病人の所に頼まれて行く場合にも、楽しみながら行く時はきっと治りが良いし、治るから行くわけで、又そうだから良いわけです。だから楽に行けばゆくほど発展するのです。ここが今までの世の中と違うわけです。ところがどうも人間という奴はいろんな癖がついて、どうも苦しむのを平気で、それを当り前のように思っているのです。
私も始終そういう事がありますが、どうも思うようにゆかない、うまくゆかないという時には、“オレは苦しんでやっていた”という事に気がつくのです。それでそれを放り出して、他の事をやるという事があります。(後略)」
(御教え集29号 昭和28年12月5日)
「信仰とは行い---言ったこと一つでも実行して欲しい」
「明主様は、『拝むとか、一生懸命祈るとか、そんなことよりも、私の言ったことを、一つでも半分でも実行してくれる方がうれしい』とおっしゃったことがありましたが、『身についた信仰──信仰を身につけて、それが自然に出てくるものでなければほんものでない』と、私は、よく御教えいただきました。
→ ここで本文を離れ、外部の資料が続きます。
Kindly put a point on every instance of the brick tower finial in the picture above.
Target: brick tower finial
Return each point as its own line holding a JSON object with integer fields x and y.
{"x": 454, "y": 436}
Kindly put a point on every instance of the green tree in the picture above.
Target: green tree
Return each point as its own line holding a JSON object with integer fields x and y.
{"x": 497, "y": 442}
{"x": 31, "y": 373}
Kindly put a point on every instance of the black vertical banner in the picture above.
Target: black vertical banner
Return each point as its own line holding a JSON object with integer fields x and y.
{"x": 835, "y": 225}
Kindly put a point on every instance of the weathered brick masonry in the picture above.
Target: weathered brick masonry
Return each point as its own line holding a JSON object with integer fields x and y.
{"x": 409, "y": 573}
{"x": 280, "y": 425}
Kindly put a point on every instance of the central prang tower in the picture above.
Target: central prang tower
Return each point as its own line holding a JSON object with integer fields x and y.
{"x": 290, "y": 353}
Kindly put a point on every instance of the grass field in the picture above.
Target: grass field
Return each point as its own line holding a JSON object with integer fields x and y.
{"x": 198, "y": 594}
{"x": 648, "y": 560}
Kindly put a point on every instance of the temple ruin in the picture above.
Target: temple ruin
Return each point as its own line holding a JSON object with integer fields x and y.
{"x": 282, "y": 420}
」
(「景仰」502頁)
『信仰というものは、行いなんだから、行いが出来なければ、なんにもならない。そんなのは信仰の幼稚園だ』
(「景仰」516頁)
「熱心になればなる程一層苦しむのは入れ物の掃除」
「(前略)斯ういう事もある。それは信仰へ入ってからの苦しみである。しかも熱心になればなる程一層苦しむものである。
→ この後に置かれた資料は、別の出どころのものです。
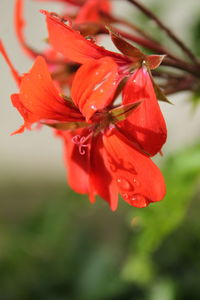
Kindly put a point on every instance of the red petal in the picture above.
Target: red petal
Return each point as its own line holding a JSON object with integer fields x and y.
{"x": 94, "y": 85}
{"x": 101, "y": 179}
{"x": 73, "y": 45}
{"x": 19, "y": 28}
{"x": 138, "y": 179}
{"x": 154, "y": 61}
{"x": 146, "y": 125}
{"x": 39, "y": 99}
{"x": 76, "y": 164}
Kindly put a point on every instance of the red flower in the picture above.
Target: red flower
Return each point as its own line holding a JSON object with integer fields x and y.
{"x": 39, "y": 99}
{"x": 101, "y": 160}
{"x": 149, "y": 126}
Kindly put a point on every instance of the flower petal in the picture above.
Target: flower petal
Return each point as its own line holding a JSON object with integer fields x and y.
{"x": 73, "y": 45}
{"x": 145, "y": 125}
{"x": 138, "y": 179}
{"x": 76, "y": 164}
{"x": 94, "y": 85}
{"x": 101, "y": 179}
{"x": 19, "y": 28}
{"x": 39, "y": 100}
そこで信仰の浅い人はつい迷いが起るが、この時が肝腎である。この理は何かというと、神様はその人の熱心に対して、早く御利益を下されようとするが、まだ汚れがあるから浄めねばならないので、入れ物の掃除としての浄化である。その場合少しも迷わず辛抱さえすれば、それが済むや思いもかけない程の結構な御蔭を頂けるものである。(後略)」
(「御神意を覚れ」昭和28年12月2日)
「浄霊の効果を、多くの人に知らせる」
「浄霊によって、奇蹟的に助かった場合、それを見た医師は驚いて首を傾げ、溜息を吐くと共に、どうして治ったかを訊く事がよくあるが、それに対しありの儘正直に言わない信者もあるようだが、之は大変な誤りで神様を冒涜するものである。信者としては力の限り多数の病人を救うのが目的である以上、本教浄霊の素晴しい治病効果を、出来るだけ多くの人に知らせるのが御神意に叶うのである。それには何よりも医師に分らせる事程効果の大きいものはあるまい。処が其事が徹底的に分っていない為、秘密にしたがるのであろうが、之は以ての外の間違いである。折角神様が大きな御蔭を下さる以上、それをお医者さんに分らせる事が一等である。お医者さんの大部分が判れば、之だけで病気の問題は解決するのであるから、此点よくよく心に停めて今後は精精其方針で進まれん事である。」
(「注意」昭和27年11月12日)
「執拗に繰返すことは避ける」
「(前略)本教浄霊の原理、病理臨床上のことについて人に伝える場合、聊かも先方の意志を無視して強要する必要はないのである。否執拗に繰返すことは、熱心のようであって実は御神意に対する冒涜であると御垂教賜わっている。(後略)」
(「信徒諸士に告ぐ!」昭和29年10月20日)
「どこまでも神の道具で、神様がやらして下さる気持で」
「分らせるといふ事が間違っている。分らせるといふのは人間の力を過信する事になる。神様が分らして下さるのである。此人の信仰が狂ふのは小乗的であるからで、(熱心の為に非常識といふのは嘘である)飽く迄、常識的でなくてはいけない。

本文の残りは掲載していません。